This past month I spent two weeks at St. Gregory’s Abbey, a Benedictine Episcopal monastery in southern Michigan, and my life was all about proper responses. In worship, at mealtime, in all aspects of monastic life, there are things you do and say in response. If someone says, “O Lord, make speed to save us,” you say, “O God, make haste to help us.” If we invoke the Holy Trinity, you bow. And not just a little, at almost a 90º angle. As Prior Aelred described it, “you should bow so that you can touch your knees with your opposite hands.” So, left knee with your right hand and vice versa. Try it. Go ahead. I’ll wait.
Yeah, we were doing that probably 50 times a day easy.
We celebrated Holy Communion daily (see Sidebar on Weekly Communion) which was chock full of proper responses. It was wonderful to celebrate it daily and it became the focus of each day.

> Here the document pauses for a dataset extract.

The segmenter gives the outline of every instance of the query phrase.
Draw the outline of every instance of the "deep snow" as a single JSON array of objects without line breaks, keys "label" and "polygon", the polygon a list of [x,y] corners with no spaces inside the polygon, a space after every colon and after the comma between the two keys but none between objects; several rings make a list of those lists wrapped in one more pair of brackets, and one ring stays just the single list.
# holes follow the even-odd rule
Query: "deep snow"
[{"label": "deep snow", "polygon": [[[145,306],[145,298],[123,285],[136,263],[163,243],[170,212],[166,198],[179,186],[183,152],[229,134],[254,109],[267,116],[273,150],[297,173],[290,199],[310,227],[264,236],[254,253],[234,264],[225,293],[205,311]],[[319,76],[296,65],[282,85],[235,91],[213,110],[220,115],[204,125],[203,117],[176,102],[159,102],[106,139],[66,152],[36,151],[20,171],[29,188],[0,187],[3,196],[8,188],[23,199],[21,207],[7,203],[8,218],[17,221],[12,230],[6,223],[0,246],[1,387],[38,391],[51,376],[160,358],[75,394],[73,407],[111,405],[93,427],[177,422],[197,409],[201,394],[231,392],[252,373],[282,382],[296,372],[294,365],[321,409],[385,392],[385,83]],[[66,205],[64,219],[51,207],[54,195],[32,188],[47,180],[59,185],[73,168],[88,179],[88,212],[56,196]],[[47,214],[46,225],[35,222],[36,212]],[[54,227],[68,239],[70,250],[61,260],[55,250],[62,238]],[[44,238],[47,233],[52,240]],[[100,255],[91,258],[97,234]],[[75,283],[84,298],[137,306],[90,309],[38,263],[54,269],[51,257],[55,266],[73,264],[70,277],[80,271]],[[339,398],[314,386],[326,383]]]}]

At the end of the Great Thanksgiving (the communion prayer) the celebrant would hold up the bread and cup and say, “The gifts of God for the people of God,” and I wanted there to be a verbal response to this. I wanted to say something like “Thanks be to God,” or “Alleluia,” or something. What I learned was the proper response to this was silence. Sometimes there is nothing you can say. Sometimes there is nothing you should say. Sometimes, confronted with the love of God, the best response is just to keep your mouth shut.
I pondered this in relation to my ministry. I learned early on that the best tool of a good pastor is silence. Listening is more important than filling the silence to say something. Being there is more important than having something to say. And, as in Holy Communion, what we often need to be doing is preparing ourselves to receive God’s mercy and love, than to put more of ourselves into the world.
In a world that is hurting, the church’s proper response is to heal, and we start to do that by standing in the presence of God and shutting the hell up, listening, waiting, receiving, rejoicing.
Sidebar on Weekly Communion
Some people say that celebrating communion regularly makes it less special, but I disagree. I don’t tell my kids “I love you” just once a month because doing it more often would make it “less special.” Frequent communion reminds us of Christ’s love for us and the need we all have to respond to that love in big and small ways.
The early church celebrated communion weekly and I don’t see why we shouldn’t, other than we haven’t done it that way for a short while. The lack of weekly communion in the Presbyterian Church is really just a throw back to days when those ordained to preside at table were scarce and the preacher might only get around once a month or so to celebrate The Lord’s Supper. John Calvin favored weekly communion and that was the norm of the church for hundreds of years. It’s only in the last couple hundred years we’ve gotten away from it. I think it’s time to return to the norm.